Furthermore, Command A+ is fully multimodal, processing both text and images within an extensive 128K input context window. This capability makes it highly effective for analyzing complex documents, such as scanned invoices, financial charts, or technical manuals.

First Apache 2.0 Licensed Model from Cohere

In the rapidly evolving AI landscape, the term “open source” often carries nuances and restrictions. Many leading AI companies release model weights under licenses that limit commercial use or prohibit their application in training competing AI systems, particularly for large enterprises.

Cohere’s previous models, including Command R and Command R+, were released under a CC-BY-NC 4.0 (Creative Commons NonCommercial) license. While these allowed for research and evaluation, commercial use required purchasing a separate enterprise license or utilizing Cohere’s API, a model similar to those offered by OpenAI, Anthropic, and Google.

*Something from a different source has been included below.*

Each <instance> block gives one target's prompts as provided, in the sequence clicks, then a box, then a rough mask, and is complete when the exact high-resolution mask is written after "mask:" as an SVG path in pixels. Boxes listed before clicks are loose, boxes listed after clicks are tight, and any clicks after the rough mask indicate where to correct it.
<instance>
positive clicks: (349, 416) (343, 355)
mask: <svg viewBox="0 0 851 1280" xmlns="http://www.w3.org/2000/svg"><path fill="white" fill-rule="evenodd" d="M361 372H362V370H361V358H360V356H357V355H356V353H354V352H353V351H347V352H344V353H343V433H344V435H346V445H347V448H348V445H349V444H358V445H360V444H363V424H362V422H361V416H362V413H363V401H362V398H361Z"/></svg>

With Command A+, Cohere has shifted its strategy by adopting the Apache 2.0 license. This is a significant distinction, as Apache 2.0 is a recognized, OSI-approved open-source license. It empowers individuals and corporations alike—from independent developers to Fortune 500 companies—to use, modify, distribute, and commercialize the model without licensing fees or restrictive non-compete clauses. Cohere co-founder Nick Frosst highlighted this decision, describing Command A+ as “the best model we’ve ever put out.”

For businesses, this licensing approach offers complete vendor independence. Companies can download Command A+ weights, fine-tune them with proprietary internal data, and deploy them on their own servers or within air-gapped networks. This freedom from reliance on Cohere’s infrastructure, pricing adjustments, or API availability embodies the ultimate realization of sovereign AI principles.

The release has been met with considerable enthusiasm within the AI developer community, bolstered by day-one integrations with major open-source inference frameworks like Hugging Face and vLLM.

Future Outlook

The introduction of Command A+ signifies a maturation of the open-source AI ecosystem. By integrating advanced reasoning, robust agentic capabilities, and multimodal functionalities with an architecture optimized for hardware efficiency, Cohere is fundamentally altering the landscape for enterprise AI adoption. The long-standing barrier posed by the need for massive, centralized compute clusters—particularly for organizations prioritizing data privacy and cost control—is being addressed.

Cohere’s decision to democratize access to a model of this caliber under a genuine open-source license provides the enterprise market with a solution long sought after: the power of advanced AI, capable of secure deployment within an organization’s own data center.

Business Style Takeaway: Cohere’s release of Command A+ under an Apache 2.0 license represents a strategic shift towards empowering enterprise autonomy in AI deployment, prioritizing data sovereignty and cost control. This move lowers the barrier to entry for advanced AI capabilities, enabling businesses to innovate securely within their own infrastructure rather than relying solely on third-party APIs.